The plane climbed through the several thousand feet of haze in which – without knowing it till we go up in a plane – we live. It approached the roof of clouds like a fish nosing a pond’s surface; shreds of cloud raced past, and suddenly we were out into total clarity. There, behind us, was the Sun in utter power. Across the white tops of ten thousand clouds streamed whiter light.

The Sun turned orange and sank; ahead, the lower slice of the sky, and then higher slices, went through the several changes of color of which one becomes night.

Knowing that this Sun which has just set behind will rather shortly rise ahead gives a sense that the night is a short black block, with the Sun swimming furtively underneath it. Stars! Two of them are the light on the wing’s forward edge and another on a long stalk from the wing’s tip; others are the Big Dipper.

For a few hours there is no light over the black horizon ahead, but you know there will be. It is a suspicion, then a touch of grayness, then a faintly blue grayness – then a dagger of burning orange. On this morning the burning orange was crossed with flakes of black cloud at many heights. Below was cloud-free enough that dots and lines of artificial light showed like faint constellations.

crashNightDawn140924

Nobody else as far as I could see on either side of the plane was looking out, either at the sunset or the dawn; all the window blinds were down.

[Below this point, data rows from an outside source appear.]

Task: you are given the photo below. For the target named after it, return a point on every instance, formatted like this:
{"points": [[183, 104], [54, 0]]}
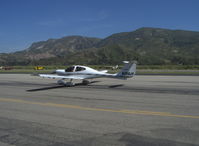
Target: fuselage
{"points": [[84, 72]]}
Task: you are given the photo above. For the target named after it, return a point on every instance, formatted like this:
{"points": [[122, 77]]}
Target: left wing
{"points": [[61, 77]]}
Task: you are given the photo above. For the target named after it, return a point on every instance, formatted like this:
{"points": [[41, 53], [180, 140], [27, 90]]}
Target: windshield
{"points": [[70, 69], [78, 68]]}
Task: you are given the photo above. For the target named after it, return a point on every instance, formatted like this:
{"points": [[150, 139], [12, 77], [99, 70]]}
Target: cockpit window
{"points": [[78, 68], [70, 69]]}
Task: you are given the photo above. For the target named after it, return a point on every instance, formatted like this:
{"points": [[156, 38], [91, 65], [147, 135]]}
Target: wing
{"points": [[61, 77]]}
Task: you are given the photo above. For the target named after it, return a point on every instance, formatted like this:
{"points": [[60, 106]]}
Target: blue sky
{"points": [[23, 22]]}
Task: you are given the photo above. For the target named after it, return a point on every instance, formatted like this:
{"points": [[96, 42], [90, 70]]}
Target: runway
{"points": [[143, 111]]}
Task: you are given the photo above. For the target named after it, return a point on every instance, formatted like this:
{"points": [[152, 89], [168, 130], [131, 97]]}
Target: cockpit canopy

4 thoughts on “Crashing through the night”

  1. Hi again Guy,
    Thanks for the “To Know the Stars”.
    Copies on the way to my grandsons in Georgia and Maryland.
    Your thoughts on flying strike home.
    I flew from age 15 until 38 when the
    Navy swapped my aircraft (anything I could get my hands on)
    for a standard government steel desk.
    The part I miss most is the grandeur of the skies, particularly
    during the 12 hour plus patrols over the seas enjoying both
    sunrise, sunset and the heavens overhead.
    Clear skies!
    Bill

  2. Fantastic painting. (at the top). Large brush strokes are so often coarse and unrefined, but you manage to bring elegance into it.

  3. I don’t like to fly in airplanes, but when I do I always try to get a window seat and spend most of the flight looking out the window. The view from 30,000 feet above sea level is the best thing about air travel (Getting to the other side of the continent or the planet in a matter of hours is a profoundly mixed blessing).

  4. Guy,
    Didn’t the Concorde overtake the sun when flying West?

    Gorgeous paintings. Who else could be so Cartesian on the one hand and so poetic on the other.